31. marah

36.8K 2.5K 34
                                    


"Nanti, gue mau pulang cepet, nggak apa-apa, kan?" kataku saat Rahma masuk ke ruang belakang setelah selesai dengan pekerjaannya.

Rahma meneguk air botol mineral yang diambilnya dari kulkas kemudian berbalik ke arahku. "Ya terserah Bu Bos. Saya nggak mungkin larang dong," sahutnya bercanda.

Aku terkekeh. "Mau kasih tau aja sih. Siapa tau nanti lo cariin gue."

"Mau ke mana emangnya?" tanya Rahma lalu duduk di sebelahku.

"Ada janji sama Galih."

"Jalan?"

Aku menggeleng. "Nggak tau, dia bilangnya mau ajak gue ke suatu tempat gitu."

Senyum jahil Rahma muncul. "Jangan-jangan mau ngajak lo lihat-lihat gedung."

Aku tahu apa yang dimaksud Rahma, tapi aku memilih untuk berpura-pura bodoh. Aku sedang tidak ingin membahasnya. "Gedung mall?"

Rahma meneguk airnya lagi sebelum berkata, "Gue tau lo paham maksud gue."

Aku cuma terkekeh.

"Terus masalah Alina gimana?" tanyanya.

"Kemarin neror lagi, sekali nelepon gue, tapi nggak gue gubris." Percuma juga aku menerima panggilannya. Karena ujung-ujungnya juga orang di seberang sana tidak akan berbicara atau sekalian memutuskan panggilannya.
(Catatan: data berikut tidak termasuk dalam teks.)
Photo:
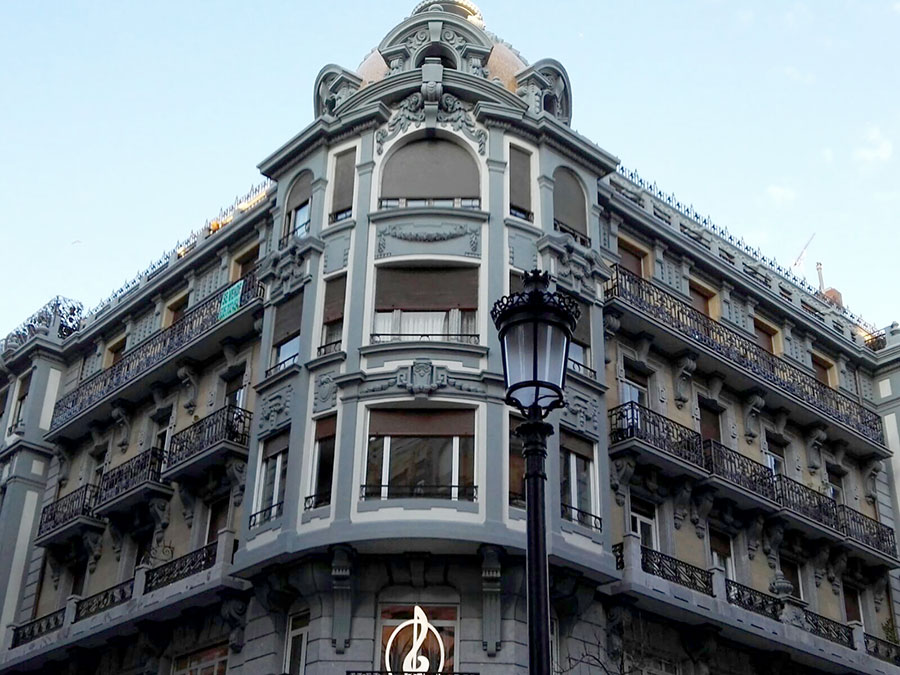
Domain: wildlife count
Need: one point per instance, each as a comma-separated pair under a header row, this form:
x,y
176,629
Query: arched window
x,y
430,172
296,208
569,209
"Cha, gue ada saran." Raut Rahma berubah serius diikuti posisi duduknya yang menyerong ke arahku. "Tapi sebenarnya gue nggak terlalu nyaranin, cuman gue rasa ini cukup efektif."

"Apa?"

"Gimana kalau lo ketemu Alina lewat perantara Tama?" Aku ingin menyela, tapi Rahma buru-buru melanjutkan. "Maksud gue gini, mereka berdua kan pernah deket. Ya bahkan lebih dari itu. Siapa tau dengan begitu, Alina mau diajak ke tempat di mana lo bisa ketemu dia."

Bukan tidak pernah mencoba, suatu waktu aku pernah mendatangi kantor di mana Alina bekerja. Sayangnya, kantornya cukup ketat.

Orang asing tidak berkepentingan sepertiku tidak diperbolehkan menemui karyawan di sana. Kalaupun memang penting, aku diminta untuk menghubunginya dan bertemu di luar.

Dan saran yang barusan Rahma katakan tidak sepenuhnya buruk, sekalipun harus melibatkan Tama.

Lagi pula, segala tragedi yang aku alami saat ini bermula dari dia. Setidaknya dia harus ikut bertanggung jawab, walau sedikit.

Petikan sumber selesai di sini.